A forearc is a region in a subduction zone between an oceanic trench and the associated volcanic arc. Forearc regions are present along convergent margins and eponymously form 'in front of' the volcanic arcs that are characteristic of convergent plate margins. A back-arc region is the companion region behind the volcanic arc.

Many forearcs have an accretionary wedge which may form a topographic ridge known as an outer arc ridge that parallels the volcanic arc. A forearc basin between the accretionary wedge and the volcanic arc can accumulate thick deposits of sediment, sometimes referred to as an outer arc trough. Due to collisional stresses as one tectonic plate subducts under another, forearc regions are sources for powerful earthquakes.

==Formation==
During subduction, an oceanic plate is thrust below another tectonic plate, which can be oceanic or continental. Water and other volatiles in the subducting plate cause flux melting in the upper mantle, creating magma that rises and penetrates the overriding plate, forming a volcanic arc. The weight of the subducting slab flexes the overriding plate and creates an oceanic trench. This area between the trench and the arc is called the forearc region, with the area behind the arc and away from the trench known as the back-arc region.

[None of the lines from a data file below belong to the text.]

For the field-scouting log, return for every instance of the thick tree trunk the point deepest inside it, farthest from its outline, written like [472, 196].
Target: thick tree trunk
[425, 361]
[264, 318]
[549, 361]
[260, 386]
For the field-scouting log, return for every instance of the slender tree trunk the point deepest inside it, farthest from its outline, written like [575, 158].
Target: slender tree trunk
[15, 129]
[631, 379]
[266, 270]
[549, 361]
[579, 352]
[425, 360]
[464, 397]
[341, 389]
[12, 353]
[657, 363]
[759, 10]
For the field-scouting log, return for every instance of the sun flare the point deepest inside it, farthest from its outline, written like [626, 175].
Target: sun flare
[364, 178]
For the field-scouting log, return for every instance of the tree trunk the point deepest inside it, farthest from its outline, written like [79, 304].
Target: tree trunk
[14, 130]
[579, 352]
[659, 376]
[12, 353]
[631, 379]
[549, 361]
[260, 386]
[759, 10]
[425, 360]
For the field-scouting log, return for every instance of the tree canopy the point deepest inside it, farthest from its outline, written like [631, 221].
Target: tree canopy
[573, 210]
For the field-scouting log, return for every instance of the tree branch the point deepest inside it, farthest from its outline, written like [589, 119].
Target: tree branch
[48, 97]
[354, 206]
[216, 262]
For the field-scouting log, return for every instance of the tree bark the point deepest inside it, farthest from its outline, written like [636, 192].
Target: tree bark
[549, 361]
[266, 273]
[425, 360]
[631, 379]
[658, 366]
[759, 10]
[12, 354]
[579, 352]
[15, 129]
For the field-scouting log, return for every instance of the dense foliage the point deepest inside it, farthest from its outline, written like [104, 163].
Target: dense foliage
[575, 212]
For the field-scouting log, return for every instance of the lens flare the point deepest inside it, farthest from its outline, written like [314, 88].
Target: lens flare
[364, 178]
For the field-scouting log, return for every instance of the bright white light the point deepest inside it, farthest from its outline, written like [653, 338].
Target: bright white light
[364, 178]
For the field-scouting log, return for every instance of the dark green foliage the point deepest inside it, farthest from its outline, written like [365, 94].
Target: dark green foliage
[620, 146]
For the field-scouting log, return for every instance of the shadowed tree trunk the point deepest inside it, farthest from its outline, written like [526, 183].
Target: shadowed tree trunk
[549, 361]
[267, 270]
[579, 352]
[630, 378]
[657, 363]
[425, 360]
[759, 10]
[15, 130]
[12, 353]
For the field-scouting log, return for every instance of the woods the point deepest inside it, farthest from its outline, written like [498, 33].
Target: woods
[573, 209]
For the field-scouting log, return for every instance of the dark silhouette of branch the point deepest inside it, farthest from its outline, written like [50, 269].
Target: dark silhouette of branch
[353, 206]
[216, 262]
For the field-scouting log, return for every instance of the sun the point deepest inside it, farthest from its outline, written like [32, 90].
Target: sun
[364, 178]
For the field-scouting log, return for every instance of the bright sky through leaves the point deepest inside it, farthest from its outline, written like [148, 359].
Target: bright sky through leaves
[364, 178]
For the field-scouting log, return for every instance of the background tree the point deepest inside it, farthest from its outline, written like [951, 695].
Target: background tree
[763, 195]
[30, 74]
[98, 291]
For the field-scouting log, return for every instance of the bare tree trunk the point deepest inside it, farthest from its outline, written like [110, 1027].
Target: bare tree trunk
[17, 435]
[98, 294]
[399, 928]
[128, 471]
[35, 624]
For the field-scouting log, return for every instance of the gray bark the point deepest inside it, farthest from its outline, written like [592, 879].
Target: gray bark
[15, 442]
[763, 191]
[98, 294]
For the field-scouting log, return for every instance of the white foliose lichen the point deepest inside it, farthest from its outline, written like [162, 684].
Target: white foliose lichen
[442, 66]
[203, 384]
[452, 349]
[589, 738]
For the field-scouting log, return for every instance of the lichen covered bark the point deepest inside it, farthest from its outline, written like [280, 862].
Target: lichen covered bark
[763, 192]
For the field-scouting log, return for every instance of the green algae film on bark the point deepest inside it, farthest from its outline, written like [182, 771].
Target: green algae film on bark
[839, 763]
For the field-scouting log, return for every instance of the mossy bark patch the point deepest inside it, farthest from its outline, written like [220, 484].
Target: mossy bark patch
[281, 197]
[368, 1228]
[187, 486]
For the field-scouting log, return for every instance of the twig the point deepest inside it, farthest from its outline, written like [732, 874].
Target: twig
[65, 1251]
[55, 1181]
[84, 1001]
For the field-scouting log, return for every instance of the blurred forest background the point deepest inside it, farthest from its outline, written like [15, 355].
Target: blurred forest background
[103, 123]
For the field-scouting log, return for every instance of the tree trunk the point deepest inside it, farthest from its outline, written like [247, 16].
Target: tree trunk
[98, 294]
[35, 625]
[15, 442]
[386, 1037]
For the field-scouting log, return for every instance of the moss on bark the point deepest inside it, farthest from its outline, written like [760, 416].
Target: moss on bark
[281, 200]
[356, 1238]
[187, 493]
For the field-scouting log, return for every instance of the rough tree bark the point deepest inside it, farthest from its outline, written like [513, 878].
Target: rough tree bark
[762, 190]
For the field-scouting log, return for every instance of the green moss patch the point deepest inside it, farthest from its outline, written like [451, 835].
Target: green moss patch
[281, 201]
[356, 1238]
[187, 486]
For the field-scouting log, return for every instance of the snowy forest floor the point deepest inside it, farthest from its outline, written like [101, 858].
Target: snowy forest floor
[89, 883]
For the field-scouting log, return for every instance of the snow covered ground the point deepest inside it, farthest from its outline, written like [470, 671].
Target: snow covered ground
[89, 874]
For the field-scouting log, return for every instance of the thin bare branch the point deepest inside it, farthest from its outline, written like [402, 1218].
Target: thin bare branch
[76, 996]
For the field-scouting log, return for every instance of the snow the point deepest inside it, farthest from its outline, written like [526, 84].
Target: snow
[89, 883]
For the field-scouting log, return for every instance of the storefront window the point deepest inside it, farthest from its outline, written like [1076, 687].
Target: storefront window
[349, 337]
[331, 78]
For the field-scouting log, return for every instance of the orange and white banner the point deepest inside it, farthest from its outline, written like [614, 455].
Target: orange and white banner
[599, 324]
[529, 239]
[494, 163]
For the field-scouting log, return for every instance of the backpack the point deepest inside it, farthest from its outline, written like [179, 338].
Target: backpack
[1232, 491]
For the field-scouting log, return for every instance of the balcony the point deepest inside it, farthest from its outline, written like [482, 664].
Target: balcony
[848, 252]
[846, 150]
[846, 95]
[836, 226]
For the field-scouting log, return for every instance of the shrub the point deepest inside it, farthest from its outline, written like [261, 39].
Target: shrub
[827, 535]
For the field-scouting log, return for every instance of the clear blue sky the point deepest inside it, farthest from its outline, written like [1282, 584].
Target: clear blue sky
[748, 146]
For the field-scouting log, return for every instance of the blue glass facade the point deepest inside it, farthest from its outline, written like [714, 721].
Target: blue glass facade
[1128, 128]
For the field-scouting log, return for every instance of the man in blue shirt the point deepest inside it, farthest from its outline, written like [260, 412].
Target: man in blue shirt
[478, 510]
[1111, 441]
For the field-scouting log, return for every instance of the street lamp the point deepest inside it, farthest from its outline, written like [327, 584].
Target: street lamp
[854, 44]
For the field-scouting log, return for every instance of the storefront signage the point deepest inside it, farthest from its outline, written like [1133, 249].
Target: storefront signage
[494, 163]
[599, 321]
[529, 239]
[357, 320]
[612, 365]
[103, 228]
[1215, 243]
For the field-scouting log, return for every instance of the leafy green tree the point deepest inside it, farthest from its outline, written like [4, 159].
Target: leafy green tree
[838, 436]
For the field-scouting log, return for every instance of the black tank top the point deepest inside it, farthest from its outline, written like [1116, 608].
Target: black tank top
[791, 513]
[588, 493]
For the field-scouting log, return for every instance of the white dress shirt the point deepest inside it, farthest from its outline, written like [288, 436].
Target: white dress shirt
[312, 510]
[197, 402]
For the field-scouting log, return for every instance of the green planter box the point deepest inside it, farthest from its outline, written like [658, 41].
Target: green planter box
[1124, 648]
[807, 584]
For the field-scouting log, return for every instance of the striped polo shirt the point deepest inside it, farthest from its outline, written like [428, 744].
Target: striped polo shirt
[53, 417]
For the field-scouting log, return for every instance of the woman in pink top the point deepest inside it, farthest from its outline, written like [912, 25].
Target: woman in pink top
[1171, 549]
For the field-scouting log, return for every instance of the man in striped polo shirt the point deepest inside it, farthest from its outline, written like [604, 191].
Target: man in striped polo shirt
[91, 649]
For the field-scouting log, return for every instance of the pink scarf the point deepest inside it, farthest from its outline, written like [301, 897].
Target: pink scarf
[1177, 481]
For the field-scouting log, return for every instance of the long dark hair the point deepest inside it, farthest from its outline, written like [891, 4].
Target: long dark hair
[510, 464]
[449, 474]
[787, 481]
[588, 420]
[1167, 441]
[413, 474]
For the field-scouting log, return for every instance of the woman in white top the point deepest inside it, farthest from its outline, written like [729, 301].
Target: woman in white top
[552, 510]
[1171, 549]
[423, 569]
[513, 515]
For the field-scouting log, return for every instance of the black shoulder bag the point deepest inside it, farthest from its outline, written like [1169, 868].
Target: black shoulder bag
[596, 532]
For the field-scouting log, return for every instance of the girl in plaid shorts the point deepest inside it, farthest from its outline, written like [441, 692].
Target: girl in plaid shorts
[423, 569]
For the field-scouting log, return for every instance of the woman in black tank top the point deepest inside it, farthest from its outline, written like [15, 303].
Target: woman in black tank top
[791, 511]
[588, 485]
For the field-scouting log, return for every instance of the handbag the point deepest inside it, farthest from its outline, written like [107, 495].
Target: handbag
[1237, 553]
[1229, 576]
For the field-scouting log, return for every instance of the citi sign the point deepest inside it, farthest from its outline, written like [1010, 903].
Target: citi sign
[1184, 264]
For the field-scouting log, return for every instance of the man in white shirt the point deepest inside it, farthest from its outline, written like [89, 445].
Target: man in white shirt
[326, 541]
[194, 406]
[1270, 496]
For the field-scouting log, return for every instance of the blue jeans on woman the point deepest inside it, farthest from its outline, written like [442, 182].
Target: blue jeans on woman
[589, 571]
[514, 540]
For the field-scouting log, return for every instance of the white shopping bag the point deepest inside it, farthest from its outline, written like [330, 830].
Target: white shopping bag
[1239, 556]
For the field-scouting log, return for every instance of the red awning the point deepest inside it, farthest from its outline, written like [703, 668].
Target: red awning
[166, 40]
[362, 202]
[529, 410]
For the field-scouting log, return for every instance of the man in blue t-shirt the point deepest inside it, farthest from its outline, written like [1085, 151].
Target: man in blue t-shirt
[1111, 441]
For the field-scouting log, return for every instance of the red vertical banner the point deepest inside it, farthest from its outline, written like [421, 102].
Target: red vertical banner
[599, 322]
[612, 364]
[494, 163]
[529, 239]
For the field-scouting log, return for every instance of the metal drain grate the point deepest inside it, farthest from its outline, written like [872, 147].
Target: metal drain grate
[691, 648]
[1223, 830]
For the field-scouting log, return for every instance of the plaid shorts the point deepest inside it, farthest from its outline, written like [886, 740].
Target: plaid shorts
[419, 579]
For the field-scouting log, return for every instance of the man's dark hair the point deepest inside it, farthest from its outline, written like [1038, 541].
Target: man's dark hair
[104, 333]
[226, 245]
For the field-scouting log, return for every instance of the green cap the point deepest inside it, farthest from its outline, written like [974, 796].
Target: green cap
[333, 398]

The mantle region between the overriding plate and the subducting slab forms a wedge shape. This wedge is open-ended on the back-arc side and along its edges. The downward motion of the subducting slab will no doubt tend to pull adjacent mantle into the wedge and create mantle flow patterns within the wedge however the exact characteristics of this flow is difficult to model and poorly constrained by data. At the same time we can assume the temperature of the mantle wedge closer to the trench will be dominated by the denser and colder subducting slab, resulting in a cold, stagnant portion of the mantle wedge along its bottom.

Initial theories proposed that the oceanic trenches and magmatic arcs were the primary suppliers of the accretionary sedimentation wedges in the forearc regions. More recent discovery suggests that some of the accreted material in the forearc region is from a mantle source along with trench turbidites derived from continental material. This theory holds due to evidence of pelagic sediments and continental crust being subducted in processes known as sediment subduction and subduction erosion respectively.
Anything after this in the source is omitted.